La experiencia es colectiva precisamente porque la viven compartidamente un conjunto de actores que, a pesar de apropiarla subjetivamente y tener un significado particular dentro de sus biografías personales, pueden resignificar esos sucesos o eventos cotidianos y extracotidianos como colectivos, y recordarlos en el porvenir como nuestros y no simplemente como míos.
La experiencia grupal como trama vivencial, inscribe huellas que van forjando modos de relación con el tiempo, que no serán una representación lineal de lo acontecido, sino una memoria que late, que pulsa orientando y ordenando las formas del deseo, fuerza de enlace con el mundo y con los otros, en los avatares de la vinculación y el repliegue. La memoria tiene que entenderse como colectiva (como bien lo estableció M. Halbwachs décadas atrás) porque no hay recuerdo sin los grupos que transitamos, sin los marcos referenciales que le dan sentido a una historia singular. Y desde Freud, reconocemos que somos una sedimentación de los vínculos significativos, una trama compleja de grupalidades que habitamos y que nos habitan, siempre en un sentido dinámico de transcripción y no como representaciones lineales de situaciones reales. Y en la medida en que formación es inscripción, es producción de subjetividad que abre nuestras potencialidades de estar y de proyectarnos en el mundo, la formación es simultáneamente un conjunto de procesos que pone en juego calidades y “modos de historización” (Galende), es decir modalidades de conciencia de pertenecer a un devenir de la humanidad, sentido de los otros que implica una ética que compromete más allá de la esfera de relaciones vivida como propia, en síntesis, calidades del vínculo social.

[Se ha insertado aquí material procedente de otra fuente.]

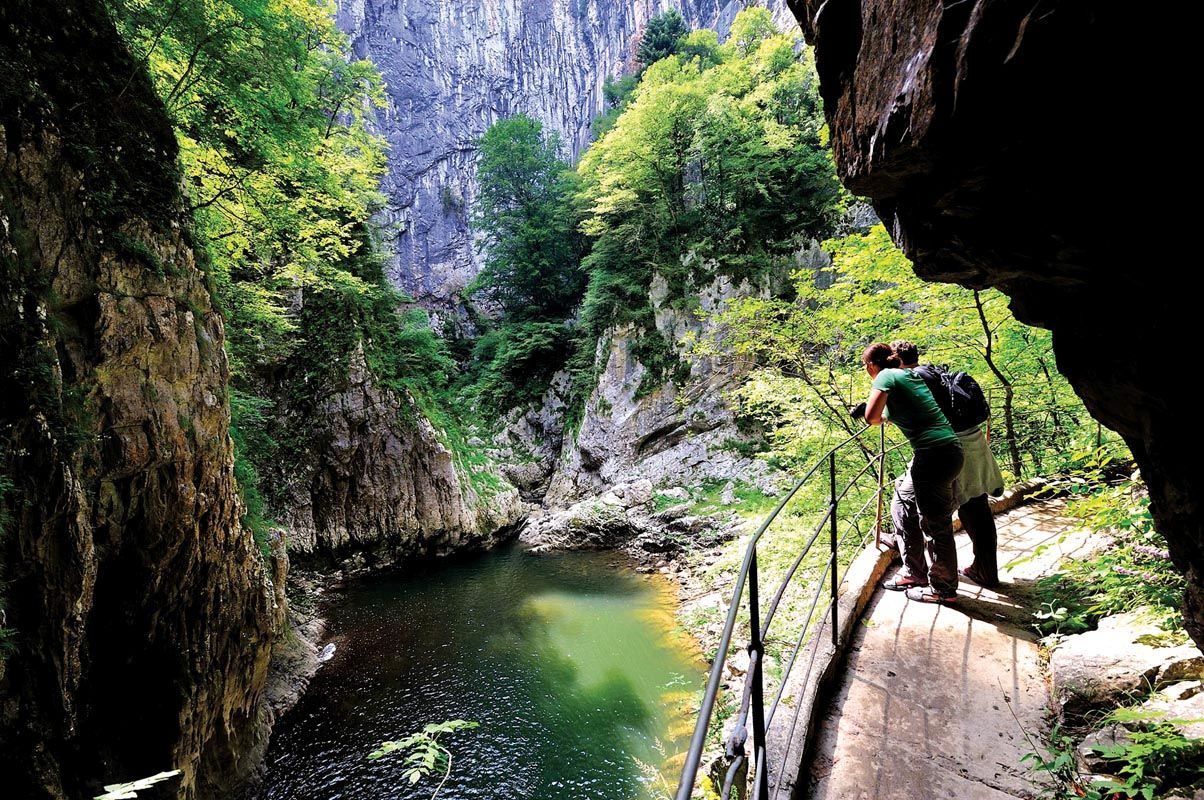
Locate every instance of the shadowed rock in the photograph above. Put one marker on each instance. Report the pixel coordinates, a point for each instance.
(980, 131)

En una experiencia de grupo (que naturalmente implica trascender la ocasión de simples agrupamientos) la formación puede mirarse desde una perspectiva dramática, es decir desde la escenificación de situaciones y obstáculos que son paradigmáticos de los procesos de cambio, fundamentales de elaborar en el grupo para que la formación se revista de esa comprensión de la trama social que se juega en toda situación concreta y de los mecanismos que se generan desde el poder y desde lo inconsciente. Sólo así nos podremos introducir en la generación incesante de divergencias, contradicciones, paradojas, ilusiones, pero también potencia, fuerza, iluminación. Desde esta mirada del drama cotidiano, las situaciones ordinarias pueden convertirse en extraordinarias, si logramos captar las batallas que se dirimen entre repetición y cambio, historización o narcisismo. Es el horizonte común, la pertenencia a una colectividad, el que le da sentido a las acciones aisladas.

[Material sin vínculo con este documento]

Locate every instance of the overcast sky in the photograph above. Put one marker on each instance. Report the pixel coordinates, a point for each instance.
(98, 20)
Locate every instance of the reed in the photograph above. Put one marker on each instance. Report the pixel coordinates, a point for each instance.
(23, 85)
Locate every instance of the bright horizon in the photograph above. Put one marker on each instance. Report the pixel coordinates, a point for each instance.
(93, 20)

Decíamos que un proceso realizado de formación potencia y amplia las capacidades de autonomía. La posibilidad de trascender las formas estereotipadas de pensar y actuar, de generar visibilidad sobre las formas de regulación social que involucra normas, prescripciones, valores, lugares, legitimaciones, jerarquías, exclusiones, etc., así como de remontar los mecanismos de naturalización, las disociaciones y demás obstáculos del proceso de aprendizaje grupal, supone una tarea de enrarecimiento de lo conocido, de los marcos de seguridad y una creación de sentido. Esta no es una tarea que se hace en aislamiento, es una tarea que compromete la idea de sujetos colectivos. Por ello, la autonomía, que apunta a la anticipación y prefiguración de un futuro que transforme las múltiples sujeciones y laberintos de sometimientos hacia nuevos pactos de colectividad, tiene como horizonte la dimensión del proyecto. Entendamos que no hay proyecto individual (que requeriría suponer al individuo como una esfera aislada); todo proyecto es estrictamente colectivo. La autonomía no podría ser un asunto individual, compromete a lo colectivo y a las grupalidades; por ello es creación, transformación, historicidad, como “destino del vínculo entre sujetos”, del vínculo grupal y más allá. Compromete el futuro, aunque es un movimiento que se actualiza y se realiza en el momento presente, así como el presente reinventa permanentemente la memoria colectiva.
Por ello es fundamental que entendamos que lo colectivo no puede ser trasgredido por lo individual, menos en fenómenos políticos-sociales donde el colectivo tienen conciencia, cuando el oportunismo quiere entrar es rechazado y el individuo nunca va a prevalecer, actos como el de Carlos Peña en la manifestación de los maestros es una clara prueba, el mismo resultado debe tener el oportunismo de Ulises Mejía o de José Narro o de cualquier otro actor individual quiera perturbar la experiencia colectiva.
Recordemos el movimiento de regeneración nacional, cuando los intereses personales de Vicente Fox o de Felipe Calderón quisieron perturbar al colectivo, esté se fortaleció y rechazo con mayor fuerza lo que representaban los conservadores.